Copper slumped this week to a new 5.5-year low on global growth fears and concerns about oversupply.
“My view on this is we go through cycles,” Michelmore said on a teleconference yesterday.
“It’s exacerbated by sentiment and speculation.
“The market tries to anticipate where tightness will occur.”
Far East Capital managing director Warwick Grigor agreed, saying copper was the latest in a long line of market victims.
"In what feels like a rotational assault on commodities, this week we have seen copper succumb to as assault by the traders who are trolling markets, looking for the next likely victim," he wrote today.
"This week it is copper.

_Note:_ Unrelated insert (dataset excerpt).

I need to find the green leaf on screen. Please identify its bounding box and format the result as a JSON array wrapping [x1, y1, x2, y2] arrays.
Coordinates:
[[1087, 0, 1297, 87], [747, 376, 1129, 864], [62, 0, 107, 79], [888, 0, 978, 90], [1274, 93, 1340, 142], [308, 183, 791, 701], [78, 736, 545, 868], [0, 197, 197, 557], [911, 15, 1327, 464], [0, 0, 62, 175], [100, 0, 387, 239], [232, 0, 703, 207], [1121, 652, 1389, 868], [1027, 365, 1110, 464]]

There hasn’t been anything specific that wasn’t on the radar a month ago."
Michelmore said with China expected to grow 6-7% this year, the fundamentals for copper were still good.

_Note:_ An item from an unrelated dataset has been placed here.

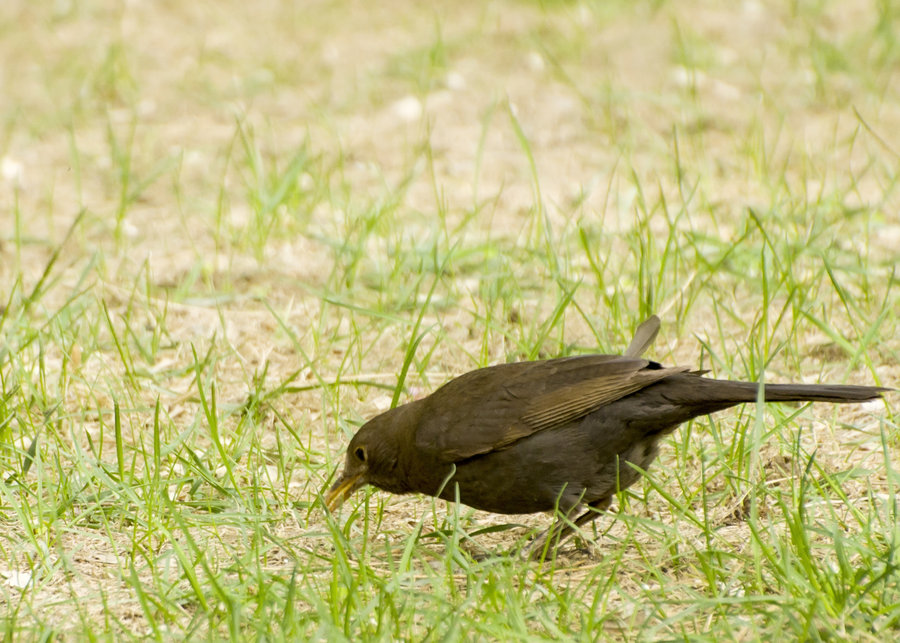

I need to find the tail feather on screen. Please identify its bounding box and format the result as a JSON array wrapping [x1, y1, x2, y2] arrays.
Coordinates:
[[697, 378, 892, 404], [765, 384, 891, 404]]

“It’s still a very good number and it’s on a much larger economy than when we were talking 10-12% growth,” he said.
He noted that the US had bottomed and Japan and Europe were looking flat, but the rest of Asia was still growing.
“On the demand side, things haven’t really changed,” Michelmore said.

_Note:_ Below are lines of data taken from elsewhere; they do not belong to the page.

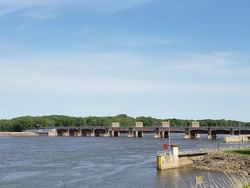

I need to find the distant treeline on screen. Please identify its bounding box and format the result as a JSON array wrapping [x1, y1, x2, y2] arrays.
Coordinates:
[[0, 114, 250, 131]]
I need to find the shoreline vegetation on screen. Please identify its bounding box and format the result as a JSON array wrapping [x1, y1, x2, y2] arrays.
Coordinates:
[[0, 114, 250, 132]]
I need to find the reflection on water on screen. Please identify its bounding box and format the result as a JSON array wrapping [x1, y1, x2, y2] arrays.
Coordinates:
[[0, 134, 249, 188]]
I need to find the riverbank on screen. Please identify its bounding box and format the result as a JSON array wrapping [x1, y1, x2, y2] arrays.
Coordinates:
[[0, 132, 39, 136], [193, 148, 250, 179]]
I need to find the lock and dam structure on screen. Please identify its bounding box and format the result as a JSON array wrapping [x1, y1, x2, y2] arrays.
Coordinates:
[[30, 121, 250, 141]]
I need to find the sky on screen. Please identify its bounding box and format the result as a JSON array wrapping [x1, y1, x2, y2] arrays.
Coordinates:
[[0, 0, 250, 122]]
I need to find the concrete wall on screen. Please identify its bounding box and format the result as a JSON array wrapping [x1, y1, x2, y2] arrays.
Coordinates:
[[0, 132, 39, 136]]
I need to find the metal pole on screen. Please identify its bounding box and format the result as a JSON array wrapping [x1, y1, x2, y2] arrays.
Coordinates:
[[168, 125, 171, 153]]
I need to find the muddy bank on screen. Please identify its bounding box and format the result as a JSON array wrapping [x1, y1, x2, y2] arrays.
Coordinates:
[[193, 152, 250, 178], [0, 132, 38, 136]]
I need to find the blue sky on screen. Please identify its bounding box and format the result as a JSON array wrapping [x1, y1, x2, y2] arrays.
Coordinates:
[[0, 0, 250, 121]]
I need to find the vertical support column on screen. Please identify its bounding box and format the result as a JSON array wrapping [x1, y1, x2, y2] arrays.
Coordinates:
[[90, 129, 95, 137], [134, 131, 138, 138], [184, 128, 191, 139], [103, 128, 111, 137], [207, 128, 212, 140], [77, 128, 82, 136], [138, 131, 143, 138], [154, 128, 161, 138], [128, 128, 134, 138], [230, 128, 234, 135]]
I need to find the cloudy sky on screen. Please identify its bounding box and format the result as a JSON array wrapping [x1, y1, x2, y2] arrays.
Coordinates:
[[0, 0, 250, 121]]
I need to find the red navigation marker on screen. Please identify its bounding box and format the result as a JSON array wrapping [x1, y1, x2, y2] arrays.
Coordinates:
[[162, 144, 168, 150]]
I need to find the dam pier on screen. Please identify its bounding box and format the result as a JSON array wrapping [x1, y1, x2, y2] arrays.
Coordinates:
[[24, 121, 250, 141]]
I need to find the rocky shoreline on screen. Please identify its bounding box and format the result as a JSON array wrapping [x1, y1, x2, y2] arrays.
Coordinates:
[[192, 151, 250, 178]]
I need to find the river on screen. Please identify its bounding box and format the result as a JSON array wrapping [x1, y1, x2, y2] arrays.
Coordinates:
[[0, 134, 249, 188]]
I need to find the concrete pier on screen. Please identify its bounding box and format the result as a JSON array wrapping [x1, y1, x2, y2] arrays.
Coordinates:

While Michelmore acknowledged there may be a small surplus this year, he said the bearish outlook for copper doesn’t take into account production disruptions and the underperformance of major projects.
He used Rio Tinto’s massive Oyu Tolgoi mine as an example of a new copper operation that hadn’t lived up to expectations.
Michelmore’s comments come MMG continues construction of the massive Las Bambas project in Peru, which will become one of the world’s major copper mines when it starts production in a year.
But he isn’t concerned about bringing on a major copper operation in the current market.
“My own view is that copper will be tightening and sentiment changing in the second half of 2015,” Michelmore said.
“If anything, Las Bambas will be coming into the market just when the market needs those tonnes.”
Las Bambas is 80% complete and Michelmore said the final months of construction would involve the “fiddly stuff”
“It’s that last 20% that takes all that time,” he said.
Las Bambas is expected to produce over 2 million tonnes of copper in its first five years, though MMG won’t announce formal guidance until later this year.